SES正社員のまま月収30万円台で頭打ちになっているエンジニアと、フリーランスで単価80万・手取り50万円超を稼ぐエンジニアが同じスキルで共存しているのが今のIT業界の現実です。その差を生んでいるのが「中抜き率(還元率)」という構造です。
私はSES企業1社目で月収20〜25万円だったのに、会社を変えただけで月収40万円に倍増した経験があります。
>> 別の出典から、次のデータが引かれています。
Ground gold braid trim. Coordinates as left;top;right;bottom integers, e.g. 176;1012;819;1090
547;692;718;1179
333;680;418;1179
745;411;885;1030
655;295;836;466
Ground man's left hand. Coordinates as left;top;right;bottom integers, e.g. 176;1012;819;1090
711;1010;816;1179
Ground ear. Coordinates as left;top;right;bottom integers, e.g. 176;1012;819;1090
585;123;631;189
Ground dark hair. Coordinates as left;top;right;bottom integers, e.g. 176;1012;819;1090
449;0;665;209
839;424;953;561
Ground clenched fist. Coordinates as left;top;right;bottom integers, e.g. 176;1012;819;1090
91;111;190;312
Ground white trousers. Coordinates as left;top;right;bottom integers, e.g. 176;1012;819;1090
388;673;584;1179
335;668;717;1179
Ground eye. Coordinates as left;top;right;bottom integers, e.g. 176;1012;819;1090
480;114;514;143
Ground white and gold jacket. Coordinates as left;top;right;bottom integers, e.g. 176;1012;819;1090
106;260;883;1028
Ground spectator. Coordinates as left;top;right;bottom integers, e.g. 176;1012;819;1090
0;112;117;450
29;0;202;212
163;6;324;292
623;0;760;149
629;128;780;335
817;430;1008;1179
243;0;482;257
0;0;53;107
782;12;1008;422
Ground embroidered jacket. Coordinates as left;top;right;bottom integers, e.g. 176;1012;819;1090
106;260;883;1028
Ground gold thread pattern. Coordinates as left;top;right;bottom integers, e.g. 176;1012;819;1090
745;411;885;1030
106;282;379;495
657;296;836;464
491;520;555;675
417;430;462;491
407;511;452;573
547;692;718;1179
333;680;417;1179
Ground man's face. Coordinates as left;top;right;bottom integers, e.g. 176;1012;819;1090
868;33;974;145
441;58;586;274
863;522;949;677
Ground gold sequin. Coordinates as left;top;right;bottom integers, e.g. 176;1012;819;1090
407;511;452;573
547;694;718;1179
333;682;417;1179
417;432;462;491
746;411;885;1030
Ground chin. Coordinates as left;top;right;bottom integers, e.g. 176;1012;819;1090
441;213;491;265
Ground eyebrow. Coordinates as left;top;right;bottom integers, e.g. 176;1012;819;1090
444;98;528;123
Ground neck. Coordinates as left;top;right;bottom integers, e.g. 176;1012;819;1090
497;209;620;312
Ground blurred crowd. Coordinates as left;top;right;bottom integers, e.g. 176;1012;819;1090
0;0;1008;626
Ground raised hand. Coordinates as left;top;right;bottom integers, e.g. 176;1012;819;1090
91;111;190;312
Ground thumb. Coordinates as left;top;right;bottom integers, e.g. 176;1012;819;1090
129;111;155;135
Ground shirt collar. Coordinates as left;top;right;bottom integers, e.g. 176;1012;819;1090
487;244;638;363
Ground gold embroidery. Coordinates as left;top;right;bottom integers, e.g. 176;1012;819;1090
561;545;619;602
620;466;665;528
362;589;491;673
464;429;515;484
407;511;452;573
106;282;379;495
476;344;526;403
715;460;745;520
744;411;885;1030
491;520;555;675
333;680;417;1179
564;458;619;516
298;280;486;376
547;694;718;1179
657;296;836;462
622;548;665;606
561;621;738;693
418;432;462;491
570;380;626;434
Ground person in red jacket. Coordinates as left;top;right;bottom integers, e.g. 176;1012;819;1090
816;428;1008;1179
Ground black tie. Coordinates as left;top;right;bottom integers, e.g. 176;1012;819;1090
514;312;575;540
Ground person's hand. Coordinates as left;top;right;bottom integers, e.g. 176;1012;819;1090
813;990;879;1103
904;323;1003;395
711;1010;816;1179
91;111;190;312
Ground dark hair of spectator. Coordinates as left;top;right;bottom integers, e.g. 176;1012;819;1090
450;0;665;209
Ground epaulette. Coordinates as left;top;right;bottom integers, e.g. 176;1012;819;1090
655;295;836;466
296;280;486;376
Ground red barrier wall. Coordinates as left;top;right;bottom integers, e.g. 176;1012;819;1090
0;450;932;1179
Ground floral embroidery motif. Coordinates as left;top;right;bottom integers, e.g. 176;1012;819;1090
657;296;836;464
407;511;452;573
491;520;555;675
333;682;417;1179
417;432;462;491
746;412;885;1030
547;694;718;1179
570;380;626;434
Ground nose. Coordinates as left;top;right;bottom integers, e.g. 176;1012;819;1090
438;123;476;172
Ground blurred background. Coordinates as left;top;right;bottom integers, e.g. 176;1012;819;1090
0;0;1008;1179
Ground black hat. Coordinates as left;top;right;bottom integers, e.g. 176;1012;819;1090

同じ案件ルート、ほぼ同じスキルでこれだけの差がついた。その後フリーランスとして独立し、単価を50万→72万→93万円(税込月収100万円超)と引き上げ、資産5,000万円を達成しました。
この記事では、SESとフリーランスの手取りを中抜き率・社会保険・税金まで含めて完全に解体します。
SESとフリーランスの「手取り差」を5分で理解する
SES正社員とフリーランスエンジニアの最大の違いは「単価の何割が自分に届くか」という構造の差です。
SES正社員の場合、エンドクライアントが支払う単価は「元請けSES会社→中間会社→あなた」という商流を通過します。各層がマージンを取るため、エンドが支払う金額の50〜65%程度しか月給として手元に届きません。これを「還元率」と呼びます。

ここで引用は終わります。